Why Subsidizing Workplace Accommodation After Injury Pays Off for Workers and Firms

Subsidies that encourage employers to accommodate injured workers sharply increase long-term employment and earnings by keeping people connected to work during recovery. When these incentives are weakened, firms accommodate less, hurting workers most likely to benefit and reducing overall economic welfare.


CoE-EDP, VisionRICoE-EDP, VisionRI | Updated: 20-01-2026 09:28 IST | Created: 20-01-2026 09:28 IST
Why Subsidizing Workplace Accommodation After Injury Pays Off for Workers and Firms
Representative Image.

Researchers from the University of Wisconsin–Madison, the National Bureau of Economic Research (NBER), and the RAND Corporation set out to study a moment that quietly reshapes many working lives: what happens after someone is injured on the job. Each year, millions of workers suffer workplace injuries or illnesses. Even when these injuries are temporary, they can result in prolonged periods of unemployment, reduced earnings, and, for some, a permanent exit from the labor market. While workers’ compensation systems are designed to replace lost income and cover medical bills, this new research argues that something equally important often gets overlooked: what employers do, or don’t do, to help injured workers stay connected to their jobs.

The Power of Workplace Accommodation

The study focuses on Oregon’s Employer at Injury Program (EAIP), a policy that provides financial support, primarily in the form of wage subsidies, to firms that offer temporary or modified work to injured employees. Instead of staying home on disability benefits, workers might return to lighter duties, take on different tasks, or receive short-term retraining while they recover. The idea is simple: keep people working if possible, so their skills don’t fade and their link to the labor market stays intact.
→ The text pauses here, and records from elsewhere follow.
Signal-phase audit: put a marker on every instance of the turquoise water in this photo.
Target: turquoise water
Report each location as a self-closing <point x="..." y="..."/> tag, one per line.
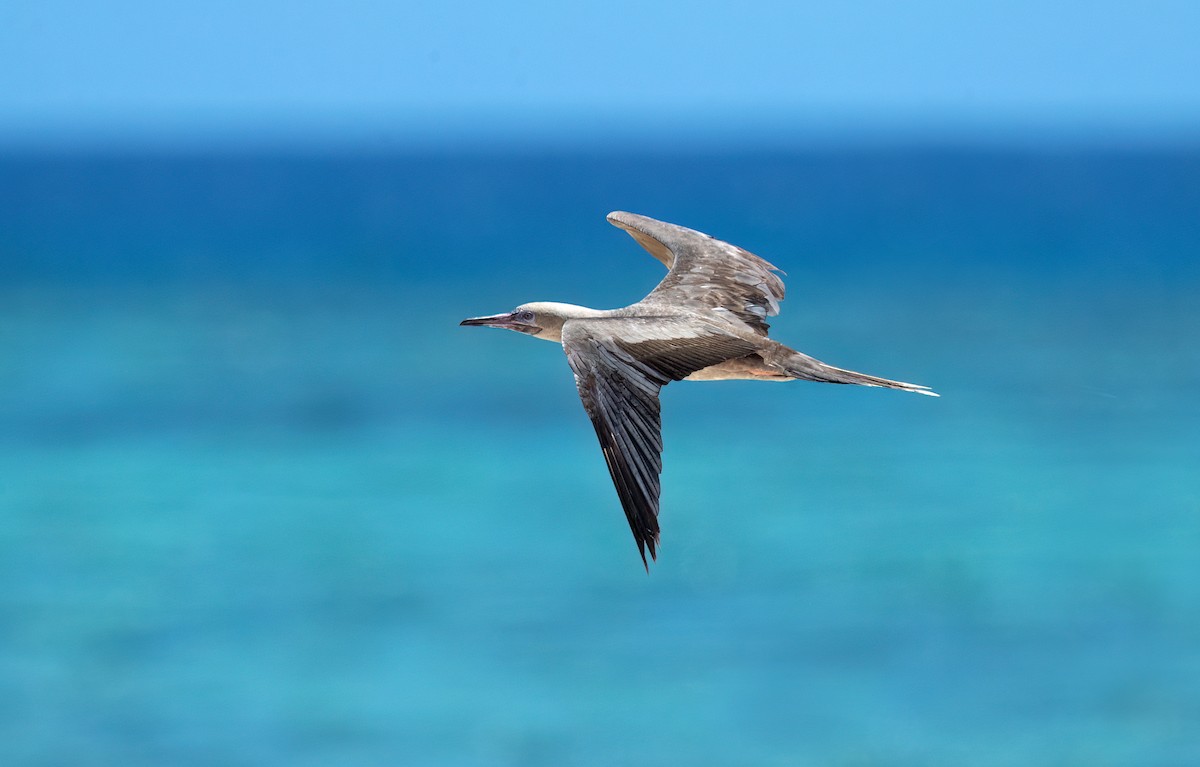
<point x="265" y="503"/>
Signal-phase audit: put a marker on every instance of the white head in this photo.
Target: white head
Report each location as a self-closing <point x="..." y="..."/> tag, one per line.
<point x="540" y="319"/>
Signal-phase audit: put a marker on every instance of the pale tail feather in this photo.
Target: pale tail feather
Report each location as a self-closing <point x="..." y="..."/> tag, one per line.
<point x="805" y="367"/>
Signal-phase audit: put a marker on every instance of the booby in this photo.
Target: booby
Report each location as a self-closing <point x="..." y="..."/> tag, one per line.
<point x="706" y="321"/>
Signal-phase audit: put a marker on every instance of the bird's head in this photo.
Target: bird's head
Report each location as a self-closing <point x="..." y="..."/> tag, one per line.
<point x="540" y="319"/>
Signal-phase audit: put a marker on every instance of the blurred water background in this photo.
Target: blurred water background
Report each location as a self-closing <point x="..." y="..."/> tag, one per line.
<point x="265" y="503"/>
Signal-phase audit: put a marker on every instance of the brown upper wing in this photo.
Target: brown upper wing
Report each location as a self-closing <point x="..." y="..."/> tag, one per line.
<point x="707" y="273"/>
<point x="621" y="364"/>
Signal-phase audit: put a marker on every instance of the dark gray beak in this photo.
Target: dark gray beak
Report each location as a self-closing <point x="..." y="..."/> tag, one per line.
<point x="495" y="321"/>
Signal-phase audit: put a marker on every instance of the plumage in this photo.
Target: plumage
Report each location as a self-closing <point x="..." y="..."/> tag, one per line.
<point x="706" y="321"/>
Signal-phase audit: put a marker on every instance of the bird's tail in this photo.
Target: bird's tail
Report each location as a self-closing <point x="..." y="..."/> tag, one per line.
<point x="805" y="367"/>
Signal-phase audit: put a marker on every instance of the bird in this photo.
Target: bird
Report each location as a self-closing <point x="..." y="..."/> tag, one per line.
<point x="706" y="321"/>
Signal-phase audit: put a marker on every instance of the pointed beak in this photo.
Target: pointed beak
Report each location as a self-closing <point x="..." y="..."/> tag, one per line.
<point x="495" y="321"/>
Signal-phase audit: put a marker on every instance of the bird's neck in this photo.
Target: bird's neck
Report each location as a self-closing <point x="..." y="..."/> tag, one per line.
<point x="571" y="311"/>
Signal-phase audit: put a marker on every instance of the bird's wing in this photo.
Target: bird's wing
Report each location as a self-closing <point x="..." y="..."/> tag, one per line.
<point x="706" y="271"/>
<point x="621" y="364"/>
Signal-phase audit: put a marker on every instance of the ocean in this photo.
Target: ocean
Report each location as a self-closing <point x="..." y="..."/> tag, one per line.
<point x="264" y="502"/>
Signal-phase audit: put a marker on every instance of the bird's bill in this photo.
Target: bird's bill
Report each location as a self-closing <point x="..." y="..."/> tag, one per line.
<point x="495" y="321"/>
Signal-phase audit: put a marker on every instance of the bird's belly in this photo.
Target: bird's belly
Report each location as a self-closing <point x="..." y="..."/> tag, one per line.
<point x="743" y="369"/>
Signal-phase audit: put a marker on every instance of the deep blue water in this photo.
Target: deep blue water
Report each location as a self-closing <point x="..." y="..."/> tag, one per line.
<point x="263" y="502"/>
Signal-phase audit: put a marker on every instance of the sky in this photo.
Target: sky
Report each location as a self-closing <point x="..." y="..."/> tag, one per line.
<point x="460" y="69"/>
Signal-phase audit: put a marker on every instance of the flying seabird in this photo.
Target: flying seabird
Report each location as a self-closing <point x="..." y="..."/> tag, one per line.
<point x="706" y="321"/>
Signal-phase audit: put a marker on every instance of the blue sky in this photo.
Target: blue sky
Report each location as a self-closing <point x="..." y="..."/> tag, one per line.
<point x="450" y="67"/>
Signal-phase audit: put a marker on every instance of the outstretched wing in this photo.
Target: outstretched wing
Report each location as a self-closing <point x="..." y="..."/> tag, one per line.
<point x="621" y="364"/>
<point x="707" y="273"/>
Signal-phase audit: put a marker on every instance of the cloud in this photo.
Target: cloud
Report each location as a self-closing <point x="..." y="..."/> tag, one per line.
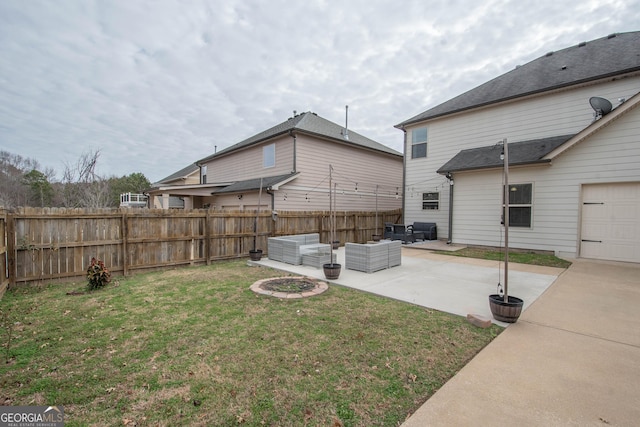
<point x="158" y="85"/>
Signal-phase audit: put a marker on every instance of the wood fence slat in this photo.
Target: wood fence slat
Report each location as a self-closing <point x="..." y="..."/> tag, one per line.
<point x="57" y="243"/>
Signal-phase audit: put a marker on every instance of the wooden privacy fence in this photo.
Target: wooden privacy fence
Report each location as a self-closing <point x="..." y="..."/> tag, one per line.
<point x="53" y="244"/>
<point x="4" y="269"/>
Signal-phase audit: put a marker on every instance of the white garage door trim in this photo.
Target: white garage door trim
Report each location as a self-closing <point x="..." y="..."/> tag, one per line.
<point x="610" y="222"/>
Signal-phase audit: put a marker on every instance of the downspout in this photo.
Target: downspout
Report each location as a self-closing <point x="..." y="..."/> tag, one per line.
<point x="293" y="135"/>
<point x="404" y="171"/>
<point x="450" y="238"/>
<point x="273" y="198"/>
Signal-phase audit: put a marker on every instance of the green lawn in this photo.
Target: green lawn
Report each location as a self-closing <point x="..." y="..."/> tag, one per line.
<point x="195" y="346"/>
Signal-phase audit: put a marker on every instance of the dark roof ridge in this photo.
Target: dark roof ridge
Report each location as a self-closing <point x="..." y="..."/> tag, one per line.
<point x="608" y="56"/>
<point x="308" y="122"/>
<point x="520" y="153"/>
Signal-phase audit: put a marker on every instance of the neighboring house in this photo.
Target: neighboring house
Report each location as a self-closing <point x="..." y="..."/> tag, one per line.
<point x="574" y="172"/>
<point x="293" y="161"/>
<point x="161" y="191"/>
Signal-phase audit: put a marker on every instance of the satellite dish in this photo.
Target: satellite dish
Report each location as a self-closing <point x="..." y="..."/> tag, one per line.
<point x="601" y="106"/>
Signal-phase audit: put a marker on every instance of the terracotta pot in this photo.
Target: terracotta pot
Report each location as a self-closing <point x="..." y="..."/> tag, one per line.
<point x="332" y="270"/>
<point x="505" y="311"/>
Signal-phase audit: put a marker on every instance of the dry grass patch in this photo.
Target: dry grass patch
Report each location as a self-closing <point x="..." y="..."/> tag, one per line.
<point x="196" y="347"/>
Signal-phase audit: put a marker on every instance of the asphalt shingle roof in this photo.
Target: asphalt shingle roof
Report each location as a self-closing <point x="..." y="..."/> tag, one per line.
<point x="605" y="57"/>
<point x="184" y="172"/>
<point x="254" y="184"/>
<point x="309" y="123"/>
<point x="520" y="153"/>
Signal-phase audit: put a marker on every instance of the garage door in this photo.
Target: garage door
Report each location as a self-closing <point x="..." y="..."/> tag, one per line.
<point x="611" y="222"/>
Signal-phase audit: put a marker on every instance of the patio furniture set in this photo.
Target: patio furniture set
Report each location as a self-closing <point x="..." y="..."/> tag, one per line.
<point x="306" y="249"/>
<point x="410" y="233"/>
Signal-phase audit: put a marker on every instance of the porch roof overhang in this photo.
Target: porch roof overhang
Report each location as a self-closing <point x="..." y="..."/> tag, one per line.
<point x="488" y="157"/>
<point x="253" y="184"/>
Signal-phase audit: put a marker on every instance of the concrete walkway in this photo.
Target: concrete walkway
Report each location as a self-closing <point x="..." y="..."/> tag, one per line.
<point x="451" y="284"/>
<point x="572" y="359"/>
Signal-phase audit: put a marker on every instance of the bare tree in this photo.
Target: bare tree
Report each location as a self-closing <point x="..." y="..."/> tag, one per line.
<point x="82" y="186"/>
<point x="13" y="190"/>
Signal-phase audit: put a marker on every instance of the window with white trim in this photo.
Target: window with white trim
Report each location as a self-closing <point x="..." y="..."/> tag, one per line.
<point x="269" y="156"/>
<point x="520" y="205"/>
<point x="419" y="143"/>
<point x="430" y="201"/>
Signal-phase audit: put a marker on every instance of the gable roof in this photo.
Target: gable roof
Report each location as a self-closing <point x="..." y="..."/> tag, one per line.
<point x="608" y="56"/>
<point x="268" y="182"/>
<point x="182" y="173"/>
<point x="520" y="153"/>
<point x="311" y="124"/>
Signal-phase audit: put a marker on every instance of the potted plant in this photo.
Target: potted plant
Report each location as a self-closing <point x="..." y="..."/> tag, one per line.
<point x="256" y="254"/>
<point x="331" y="269"/>
<point x="505" y="308"/>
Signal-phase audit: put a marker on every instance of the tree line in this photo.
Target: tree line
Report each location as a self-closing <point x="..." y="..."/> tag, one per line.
<point x="24" y="183"/>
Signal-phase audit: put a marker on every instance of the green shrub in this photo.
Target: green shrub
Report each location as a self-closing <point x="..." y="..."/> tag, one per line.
<point x="97" y="274"/>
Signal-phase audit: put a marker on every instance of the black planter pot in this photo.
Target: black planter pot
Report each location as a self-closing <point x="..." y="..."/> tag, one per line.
<point x="255" y="254"/>
<point x="332" y="270"/>
<point x="505" y="311"/>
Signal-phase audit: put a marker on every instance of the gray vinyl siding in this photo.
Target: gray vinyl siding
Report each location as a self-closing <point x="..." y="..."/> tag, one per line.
<point x="562" y="112"/>
<point x="612" y="155"/>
Using detailed administrative records covering every disabling workers’ compensation claim in Oregon, linked to workers’ earnings over time, the researchers found that accommodation is far from routine. Only about one in three injured workers receives EAIP-supported accommodation. Large firms and self-insured employers are much more likely to offer modified work than smaller firms, even when workers' injuries look similar. This points to employer incentives, not worker needs, as the main factor behind accommodation decisions.
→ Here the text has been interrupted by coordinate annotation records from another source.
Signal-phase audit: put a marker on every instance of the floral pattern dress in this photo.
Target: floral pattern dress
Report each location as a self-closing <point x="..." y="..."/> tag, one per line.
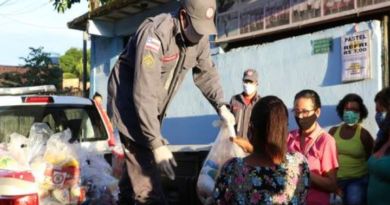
<point x="239" y="183"/>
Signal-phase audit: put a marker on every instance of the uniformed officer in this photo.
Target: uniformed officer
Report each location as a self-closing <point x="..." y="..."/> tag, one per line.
<point x="143" y="82"/>
<point x="241" y="105"/>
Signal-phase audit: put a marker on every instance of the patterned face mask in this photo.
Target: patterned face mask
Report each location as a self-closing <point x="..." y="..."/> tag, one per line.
<point x="351" y="118"/>
<point x="379" y="118"/>
<point x="249" y="88"/>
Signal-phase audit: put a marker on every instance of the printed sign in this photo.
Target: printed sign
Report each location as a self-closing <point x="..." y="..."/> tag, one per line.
<point x="324" y="45"/>
<point x="355" y="56"/>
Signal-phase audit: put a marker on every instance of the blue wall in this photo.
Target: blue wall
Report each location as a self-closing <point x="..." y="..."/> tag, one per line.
<point x="104" y="52"/>
<point x="285" y="67"/>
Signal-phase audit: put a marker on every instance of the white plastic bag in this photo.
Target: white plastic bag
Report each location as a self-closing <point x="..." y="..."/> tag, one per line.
<point x="222" y="150"/>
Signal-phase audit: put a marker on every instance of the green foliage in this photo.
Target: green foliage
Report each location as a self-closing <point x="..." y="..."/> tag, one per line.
<point x="37" y="58"/>
<point x="39" y="71"/>
<point x="33" y="77"/>
<point x="72" y="62"/>
<point x="62" y="5"/>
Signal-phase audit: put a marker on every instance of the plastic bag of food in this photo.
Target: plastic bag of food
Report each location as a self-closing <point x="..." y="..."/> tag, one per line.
<point x="63" y="169"/>
<point x="222" y="150"/>
<point x="97" y="176"/>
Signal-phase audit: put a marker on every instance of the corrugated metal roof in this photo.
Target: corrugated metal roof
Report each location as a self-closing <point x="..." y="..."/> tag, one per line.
<point x="114" y="11"/>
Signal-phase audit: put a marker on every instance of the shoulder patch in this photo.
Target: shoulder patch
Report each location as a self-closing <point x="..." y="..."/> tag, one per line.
<point x="152" y="44"/>
<point x="148" y="61"/>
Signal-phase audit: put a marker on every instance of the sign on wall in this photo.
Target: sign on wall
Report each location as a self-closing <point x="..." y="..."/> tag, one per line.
<point x="355" y="56"/>
<point x="239" y="19"/>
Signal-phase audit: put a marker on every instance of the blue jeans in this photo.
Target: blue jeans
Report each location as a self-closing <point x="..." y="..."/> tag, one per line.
<point x="354" y="190"/>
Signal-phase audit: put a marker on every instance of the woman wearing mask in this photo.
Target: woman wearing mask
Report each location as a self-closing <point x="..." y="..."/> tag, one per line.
<point x="354" y="146"/>
<point x="317" y="145"/>
<point x="379" y="163"/>
<point x="269" y="175"/>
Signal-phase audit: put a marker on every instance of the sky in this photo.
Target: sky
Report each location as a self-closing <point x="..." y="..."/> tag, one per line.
<point x="35" y="23"/>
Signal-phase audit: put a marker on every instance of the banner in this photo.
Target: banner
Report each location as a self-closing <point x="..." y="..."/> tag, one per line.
<point x="355" y="56"/>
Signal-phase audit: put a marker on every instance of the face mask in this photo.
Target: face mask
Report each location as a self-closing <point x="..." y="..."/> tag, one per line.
<point x="306" y="122"/>
<point x="190" y="34"/>
<point x="379" y="118"/>
<point x="351" y="118"/>
<point x="249" y="88"/>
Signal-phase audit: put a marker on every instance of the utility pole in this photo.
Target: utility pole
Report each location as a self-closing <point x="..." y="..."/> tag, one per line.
<point x="85" y="38"/>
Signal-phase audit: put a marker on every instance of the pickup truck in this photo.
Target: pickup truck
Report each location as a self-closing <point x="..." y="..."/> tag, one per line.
<point x="21" y="108"/>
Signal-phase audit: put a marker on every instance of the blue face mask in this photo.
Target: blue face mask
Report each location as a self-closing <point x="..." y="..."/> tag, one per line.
<point x="379" y="118"/>
<point x="351" y="118"/>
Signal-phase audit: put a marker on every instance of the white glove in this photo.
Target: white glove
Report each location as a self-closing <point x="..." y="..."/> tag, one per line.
<point x="227" y="116"/>
<point x="164" y="160"/>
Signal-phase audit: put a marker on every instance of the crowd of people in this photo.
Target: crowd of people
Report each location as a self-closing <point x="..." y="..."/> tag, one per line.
<point x="345" y="161"/>
<point x="303" y="166"/>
A Natural Experiment Reveals the Stakes

A policy change in 2013 gave the researchers a rare opportunity to see how firms respond to incentives. That year, Oregon reduced the EAIP wage subsidy from 50 percent to 45 percent. Firms that had relied heavily on the program quickly cut back on accommodation, while firms that rarely used EAIP showed little change. For an average firm, accommodation fell by nearly three percentage points, a large drop relative to typical rates.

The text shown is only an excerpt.